Subscribe to Blog via Email
Comparison, TLG BC and AD: log-likelihood
Helma Dik left a comment on my post on comparing TLG AD and BC through Wordle, suggesting I use Dunning’s Log-Likelihood measure of differential word frequencies in corpora, as Wordled by Martin Mueller. That lets you work out what the real shifts in frequency are, rather than trying to eyeball them through the aggregate word counts.
Here for instance is his comparison of the Iliad to the Odyssey—which words are more frequent in the one, or the other:
I looked up Ted Dunning’s paper, failed to understand it 🙁 , and used instead the walkthrough of the computation on the user manual of the Wordhoard corpus software package.
And this is the more statistically sound Wordle comparison. Words more frequent BC are in red, words more frequent AD are in black. I’m leaving in stop words this time, and not cleaning up the ambiguity, because this says some interesting things about the changes in Greek grammar between Classical and Late Greek. Do click:
Here’s my impressionistic notes, that haven’t already been covered in the previous post (where I was working through rankings):
- Both corpora talk about θεός God, but the big jump, of course, is Χριστός Christ. The second biggest jump is in ἅγιος holy, displacing ἱερός. (Was ἱερός too pagan-sounding?)
- But the biggest discrepancy between BC and AD Greek is the avoidance of δέ but, on the other hand, followed by avoidance of μέν on the one hand. That tells you that AD Greek used different sentence structures, such as a lot more ἀλλά but. Tucked away, there’s also more καί and (i.e. more coordinating constructions) and a lot less τε and (a very archaic phrase-second construction).
- There are a lot more ἤγουν and τουτέστι that is, and a lot less ἐάν if and ἄρα therefore; I’m tempted to think that says something about changing rhetoric in the genres popular in the respective periods—less logic, more exemplification.

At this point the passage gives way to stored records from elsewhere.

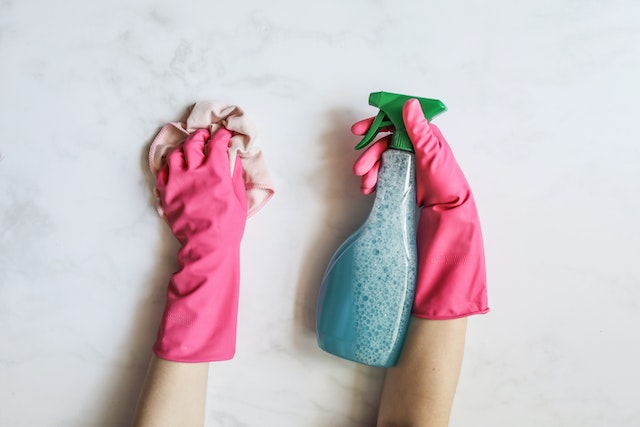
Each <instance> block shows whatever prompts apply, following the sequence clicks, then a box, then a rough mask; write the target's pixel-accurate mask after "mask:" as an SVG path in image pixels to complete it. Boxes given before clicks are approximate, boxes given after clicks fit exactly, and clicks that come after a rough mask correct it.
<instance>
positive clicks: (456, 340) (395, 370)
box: [377, 317, 467, 427]
mask: <svg viewBox="0 0 640 427" xmlns="http://www.w3.org/2000/svg"><path fill="white" fill-rule="evenodd" d="M466 329H467V319H466V317H465V318H461V319H454V320H427V319H420V318H417V317H412V318H411V323H410V324H409V331H408V333H407V338H406V341H405V344H404V348H403V350H402V354H401V355H400V359H399V361H398V364H397V365H396V366H394V367H392V368H389V369H387V372H386V376H385V381H384V386H383V388H382V397H381V400H380V409H379V412H378V424H377V426H378V427H447V426H448V425H449V416H450V413H451V406H452V405H453V397H454V395H455V392H456V387H457V385H458V377H459V375H460V368H461V366H462V355H463V353H464V341H465V334H466Z"/></svg>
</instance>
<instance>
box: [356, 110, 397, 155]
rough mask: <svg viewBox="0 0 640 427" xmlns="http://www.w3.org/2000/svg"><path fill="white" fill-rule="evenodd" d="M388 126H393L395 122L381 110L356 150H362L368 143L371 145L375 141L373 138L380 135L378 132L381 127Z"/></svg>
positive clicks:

It’s foolhardy, but not impossible.
- There is a lot more τίς who? being reported, and that’s an error in ambiguity, but it’s an illuminating error. τοῦ in Attic (though not Late Greek) is ambiguous between “whose?”, and the genitive definite article. And there are a lot more definite articles in Late Greek, as you can see by the black ὁ. (My friend Io Manolessou actually wrote her PhD on that shift; nice to see it visually confirmed.)

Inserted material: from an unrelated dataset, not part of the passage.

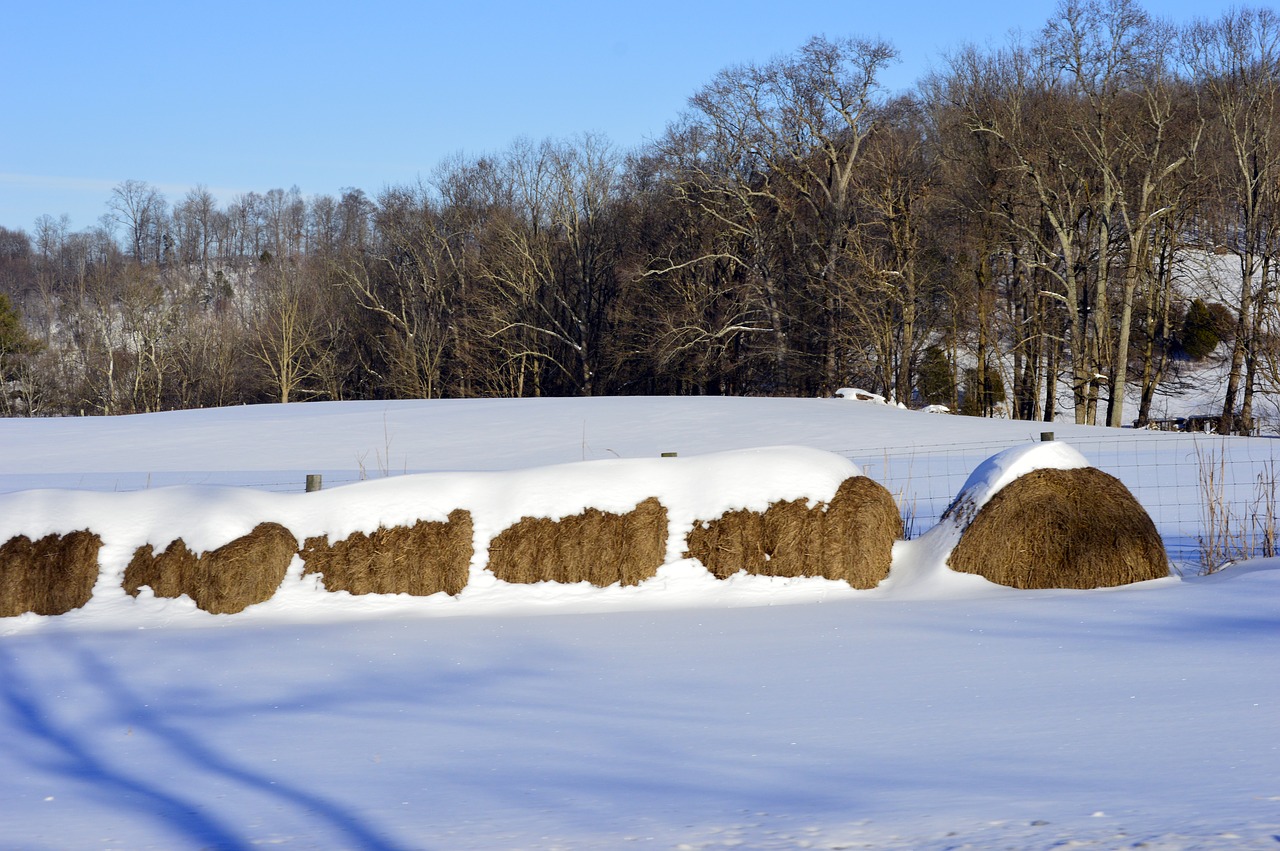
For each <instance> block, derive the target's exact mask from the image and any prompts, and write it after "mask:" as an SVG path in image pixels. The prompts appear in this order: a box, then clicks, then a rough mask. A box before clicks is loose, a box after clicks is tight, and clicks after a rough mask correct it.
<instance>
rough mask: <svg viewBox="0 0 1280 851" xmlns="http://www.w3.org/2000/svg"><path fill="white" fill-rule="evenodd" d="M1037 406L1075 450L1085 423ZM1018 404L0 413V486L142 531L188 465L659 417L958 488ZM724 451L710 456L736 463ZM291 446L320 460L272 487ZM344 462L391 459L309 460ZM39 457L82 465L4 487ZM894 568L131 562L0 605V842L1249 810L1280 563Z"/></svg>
mask: <svg viewBox="0 0 1280 851" xmlns="http://www.w3.org/2000/svg"><path fill="white" fill-rule="evenodd" d="M1055 430H1056V436H1057V439H1059V440H1061V441H1065V443H1068V444H1071V445H1078V448H1079V449H1080V452H1082V453H1083V454H1084V456H1085V457H1089V454H1091V450H1093V449H1096V444H1097V441H1098V439H1100V433H1102V431H1105V430H1098V429H1076V427H1074V426H1062V425H1057V426H1056V427H1055ZM1105 434H1106V439H1107V440H1108V441H1110V444H1114V447H1115V448H1114V449H1110V452H1112V453H1114V454H1115V456H1116V457H1119V456H1125V457H1128V458H1130V459H1133V463H1134V465H1137V466H1135V467H1134V468H1133V470H1132V471H1130V472H1133V473H1134V475H1137V470H1138V467H1139V466H1140V468H1143V470H1146V468H1152V470H1157V468H1162V470H1165V471H1166V472H1167V471H1170V470H1174V468H1185V466H1187V458H1188V454H1189V452H1190V450H1192V444H1190V443H1189V441H1188V439H1187V438H1184V436H1178V435H1158V436H1153V435H1149V434H1135V433H1129V431H1123V433H1115V431H1105ZM1038 438H1039V434H1038V427H1037V424H1025V422H1004V421H982V420H966V418H961V417H948V416H934V415H924V413H915V412H906V411H899V410H892V408H887V407H882V406H869V404H863V403H856V402H849V401H842V399H634V398H632V399H572V401H571V399H541V401H497V399H495V401H468V402H402V403H328V404H307V406H265V407H257V408H234V410H216V411H197V412H180V413H165V415H154V416H141V417H120V418H111V420H102V418H86V420H0V440H3V441H4V445H6V447H9V448H10V452H9V453H6V458H5V462H4V465H3V466H0V494H8V495H0V500H4V504H5V505H6V507H8V509H6V512H5V517H3V518H0V522H6V523H9V525H13V523H14V522H17V521H15V520H14V518H15V517H17V516H18V514H19V513H22V512H24V511H33V509H32V508H31V507H32V505H36V504H37V503H41V500H44V503H45V509H42V511H41V516H44V517H47V516H50V512H49V511H46V509H47V502H49V500H50V499H58V500H63V502H61V505H63V508H64V514H63V517H64V520H67V521H68V522H69V520H70V518H72V516H73V514H74V513H76V512H77V511H81V509H82V508H83V505H88V504H93V505H115V507H116V508H114V509H104V511H114V512H115V513H113V514H111V522H113V523H115V525H116V526H119V527H120V529H124V530H128V529H133V530H137V534H138V535H141V534H142V530H145V529H155V527H156V525H157V523H159V525H165V523H175V525H179V523H180V522H183V518H184V517H186V518H193V517H196V516H197V514H200V513H201V512H209V511H211V509H214V508H216V505H212V504H211V503H210V502H209V499H210V495H212V494H219V495H220V498H221V499H225V500H228V502H230V503H241V502H244V500H248V502H252V500H270V499H276V500H279V499H294V500H317V502H312V503H308V504H314V505H316V507H317V508H316V509H315V511H316V512H319V514H324V513H325V512H329V511H332V508H323V507H321V505H330V507H332V505H335V504H339V503H340V502H342V499H343V494H344V493H346V494H360V493H370V494H375V493H376V494H380V497H379V498H378V499H381V500H383V502H384V503H385V504H387V505H394V504H396V498H397V494H399V495H404V494H407V493H408V490H407V489H408V488H410V485H408V482H411V481H412V477H411V479H404V480H398V479H396V477H394V476H398V475H402V473H404V472H428V471H430V472H436V473H440V472H449V471H453V472H457V471H490V472H494V475H499V476H508V473H497V472H495V471H507V470H527V468H530V467H544V466H547V465H563V463H572V462H581V461H591V459H618V458H623V459H632V458H635V459H654V461H650V462H644V463H645V465H662V463H663V461H660V459H659V457H660V456H662V454H663V453H671V452H676V453H678V462H677V463H681V465H684V463H685V462H691V463H695V465H696V463H705V462H696V461H695V459H694V458H691V457H699V456H704V454H707V453H712V452H724V450H736V449H750V448H755V447H771V445H791V447H808V448H814V449H824V450H828V452H835V453H837V454H841V456H844V457H845V458H850V459H852V461H855V462H858V463H859V465H861V466H863V467H864V468H867V470H868V472H869V473H870V475H872V476H873V477H876V476H878V475H881V473H887V472H888V471H890V468H891V467H892V468H896V470H899V472H897V473H895V475H899V476H901V475H902V473H901V470H902V466H904V463H902V459H904V458H914V461H913V462H911V465H913V468H911V473H910V477H911V480H913V481H914V485H915V486H922V488H923V486H924V485H929V486H934V488H937V489H941V490H950V491H951V493H950V495H955V491H956V490H957V486H959V485H951V484H950V482H951V481H952V479H950V477H942V476H941V471H942V470H943V468H946V470H947V475H948V476H951V475H952V472H951V470H950V468H951V467H955V466H959V467H963V468H964V472H963V473H961V475H960V481H961V482H963V481H964V479H965V477H966V476H968V473H969V472H972V471H973V470H974V467H977V466H978V463H980V458H979V459H978V461H977V462H974V461H973V458H974V456H975V454H980V456H982V457H988V456H992V454H995V453H996V452H997V450H1000V449H1004V448H1007V447H1014V445H1019V444H1027V443H1030V441H1034V440H1037V439H1038ZM1153 441H1157V443H1153ZM1222 445H1224V447H1225V444H1222ZM948 447H950V449H948ZM1125 447H1128V449H1126V448H1125ZM1260 448H1261V449H1262V450H1265V452H1270V447H1268V441H1261V440H1242V441H1239V443H1233V444H1231V447H1230V450H1231V452H1235V453H1238V454H1239V453H1244V452H1245V450H1249V452H1253V450H1257V449H1260ZM1222 450H1224V452H1226V450H1228V449H1225V448H1224V449H1222ZM785 452H791V453H795V454H792V456H791V457H792V458H801V457H805V456H804V450H801V449H795V450H785ZM1062 452H1066V453H1069V454H1070V450H1066V449H1064V450H1062ZM911 453H914V454H911ZM753 457H756V458H758V457H759V456H754V454H753V453H746V454H745V456H742V458H748V459H749V458H753ZM1071 458H1078V456H1074V454H1073V456H1071ZM1091 461H1092V458H1091ZM628 463H630V462H628ZM717 463H718V462H717ZM1071 463H1075V462H1074V461H1073V462H1071ZM801 466H803V465H801ZM605 467H611V466H609V465H605ZM741 467H742V470H741V476H742V481H741V484H740V485H739V488H740V489H744V490H746V489H749V488H750V486H751V482H753V481H763V480H765V479H768V475H767V471H764V470H763V468H762V470H755V471H753V470H751V462H750V461H748V462H746V463H744V465H741ZM753 472H754V473H756V475H755V476H753ZM308 473H323V476H324V482H325V491H324V493H321V494H319V495H317V494H306V495H302V494H301V490H302V484H303V479H305V476H306V475H308ZM529 475H534V472H532V471H530V473H529ZM536 475H541V473H536ZM1188 475H1190V476H1192V477H1194V470H1192V472H1190V473H1188ZM362 477H364V479H374V480H381V479H384V477H387V479H388V480H387V481H384V482H383V481H371V482H367V484H364V485H358V486H353V488H342V486H339V485H342V484H343V482H353V481H357V480H360V479H362ZM882 477H883V476H882ZM695 479H696V477H695ZM504 481H507V482H508V490H524V489H522V488H520V486H518V485H511V484H509V482H512V481H518V477H517V479H506V480H504ZM905 481H906V479H900V484H901V482H905ZM397 482H403V484H397ZM581 482H582V480H581V479H580V477H576V476H572V475H571V476H562V477H561V481H559V486H557V488H550V490H549V491H548V493H549V494H550V495H549V497H548V499H562V500H563V502H564V505H562V507H561V508H562V509H567V508H566V507H568V505H570V503H575V500H577V503H581V497H580V495H576V494H573V493H572V491H573V488H572V486H571V485H580V484H581ZM940 482H946V484H941V485H940ZM886 484H892V482H886ZM164 485H186V486H184V488H182V489H177V490H165V489H163V488H161V486H164ZM211 485H229V486H233V488H232V489H227V488H211ZM192 486H195V488H192ZM244 486H248V489H244ZM49 488H55V489H65V490H72V491H96V493H78V494H77V493H72V494H61V495H51V494H49V493H47V491H46V493H45V494H42V495H41V494H33V493H29V491H31V490H32V489H49ZM891 490H892V491H895V493H899V489H897V488H895V486H891ZM108 491H145V493H129V494H116V493H108ZM256 491H274V493H268V494H262V493H256ZM291 491H292V494H293V495H292V497H291V495H288V494H289V493H291ZM681 493H684V494H689V495H691V494H696V493H698V486H696V482H694V484H686V485H685V486H682V490H681ZM904 493H905V490H904ZM255 494H256V495H255ZM525 494H526V495H527V491H525ZM557 494H558V497H557ZM508 497H509V498H512V499H516V502H517V503H518V499H520V498H521V497H520V494H518V493H509V494H508ZM744 499H749V497H744ZM1139 499H1142V497H1140V495H1139ZM374 502H376V500H374ZM291 504H296V505H301V504H307V503H302V502H296V503H291ZM140 507H142V508H140ZM361 511H365V512H369V511H371V509H370V508H369V507H367V505H366V507H365V508H364V509H360V508H355V509H351V514H349V516H348V517H347V521H348V522H351V523H353V525H358V523H360V522H361V518H360V517H358V516H357V514H358V513H360V512H361ZM512 511H515V512H517V513H518V512H520V511H524V508H522V507H520V508H517V507H516V505H515V503H513V504H512ZM1149 511H1152V514H1153V516H1155V517H1156V520H1157V525H1161V523H1162V522H1165V520H1171V512H1170V511H1169V509H1166V508H1162V507H1161V505H1156V507H1155V508H1153V509H1149ZM52 513H54V516H56V512H52ZM319 514H317V516H319ZM1162 514H1169V517H1166V518H1165V520H1162ZM312 520H314V518H312ZM294 522H297V523H298V525H300V526H305V525H306V522H308V521H307V517H306V513H303V514H300V516H297V517H296V521H294ZM180 531H182V530H179V532H180ZM1166 534H1167V532H1166ZM927 543H928V541H927V540H924V539H922V540H920V541H918V544H919V545H922V546H923V545H927ZM895 569H896V567H895ZM904 576H905V575H899V576H892V575H891V577H890V581H888V582H886V584H884V587H882V589H877V590H873V591H855V590H852V589H850V587H847V586H845V585H842V584H837V582H831V581H826V580H777V578H765V577H745V576H740V577H735V578H731V580H728V581H724V582H718V581H714V580H710V578H709V577H708V576H707V575H705V572H703V573H701V576H699V575H698V573H696V571H694V569H692V566H689V564H684V566H678V564H677V566H676V567H675V569H671V571H668V572H667V573H663V575H660V576H659V577H658V578H657V580H653V581H650V582H649V584H646V585H645V586H644V587H632V589H620V587H612V589H603V590H602V589H594V587H590V586H556V585H541V586H527V587H502V586H500V585H498V584H494V585H490V586H489V587H485V589H477V591H481V593H477V594H475V595H472V596H471V598H467V595H466V594H463V595H461V596H460V598H457V599H452V598H444V596H443V595H436V596H438V598H440V599H436V598H426V599H413V598H403V596H379V595H369V596H361V598H352V596H349V595H344V594H334V595H332V596H334V598H342V599H340V600H338V601H337V603H334V604H325V605H312V604H310V603H314V601H315V599H316V596H315V595H311V596H307V598H306V600H308V601H310V603H307V604H303V599H302V598H301V596H297V595H294V596H293V598H289V596H288V595H285V596H284V598H282V599H278V600H273V601H271V603H270V604H264V605H262V607H260V608H257V609H255V608H251V609H250V610H246V612H244V613H243V614H238V616H212V614H207V613H204V612H197V610H196V609H195V607H193V604H191V601H189V600H187V599H178V600H156V599H146V598H140V599H138V600H136V601H134V600H120V601H119V605H113V607H106V608H102V609H99V610H90V608H86V610H84V612H83V613H79V614H72V616H63V617H58V618H46V617H38V616H22V617H18V618H5V619H3V621H0V678H3V680H0V681H3V683H4V685H3V700H0V724H3V727H0V731H3V733H4V738H5V741H6V742H9V745H8V747H6V749H4V752H3V755H0V845H3V846H6V847H50V848H52V847H60V848H63V847H131V848H145V847H155V848H169V847H219V848H230V847H248V846H251V845H264V843H270V845H283V846H284V847H364V848H553V847H564V848H582V847H598V848H616V847H653V848H671V847H687V848H714V847H751V848H790V847H814V848H837V847H842V848H850V847H877V848H883V847H890V848H959V847H973V848H979V847H992V846H997V847H1015V848H1047V847H1055V846H1064V845H1073V846H1074V847H1100V848H1101V847H1138V846H1139V845H1140V843H1146V847H1157V848H1189V847H1198V848H1204V847H1210V848H1216V847H1221V848H1239V847H1244V848H1270V847H1276V839H1275V837H1276V836H1280V781H1277V778H1280V774H1276V772H1275V764H1276V759H1277V756H1280V723H1277V722H1276V718H1280V681H1277V678H1276V677H1275V676H1272V674H1271V672H1272V671H1274V669H1275V659H1276V658H1277V655H1280V605H1277V604H1280V563H1276V562H1261V561H1260V562H1252V563H1248V564H1243V566H1236V567H1231V568H1229V569H1225V571H1222V572H1220V573H1217V575H1213V576H1210V577H1194V576H1192V575H1189V573H1188V575H1187V576H1184V577H1181V578H1179V577H1170V578H1166V580H1157V581H1152V582H1144V584H1139V585H1134V586H1126V587H1120V589H1111V590H1100V591H1014V590H1010V589H1005V587H997V586H993V585H989V584H987V582H986V581H983V580H980V578H977V577H973V576H959V575H952V573H948V572H946V571H942V572H937V573H936V575H929V576H923V575H919V573H918V575H915V576H914V577H913V578H914V581H904ZM131 604H136V605H132V608H131ZM291 604H292V605H291ZM534 614H536V616H538V617H532V616H534ZM440 616H451V617H440Z"/></svg>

- There’s also more ἵνα in order to, which suggests Late Greek was already moving towards more subjunctive constructions rather than participles and infinitives, even before Early Modern Greek made the switch completely.
- Clearly less ὦ Ο!—A very Classical way of addressing people.
- Some of the odder looking words more prevalent in BC Greek are there because there are a lot more geometric texts in the BC corpus: Ἄβ is actually mistakenly picking up the line ΑΒ, and you can also see in smaller print ΑΒΓ, ΒΔ, ΓΔ, ΕΖ, ΞΖ.
Hm. Yes, that was somewhat more illuminating. Thanks, Helma!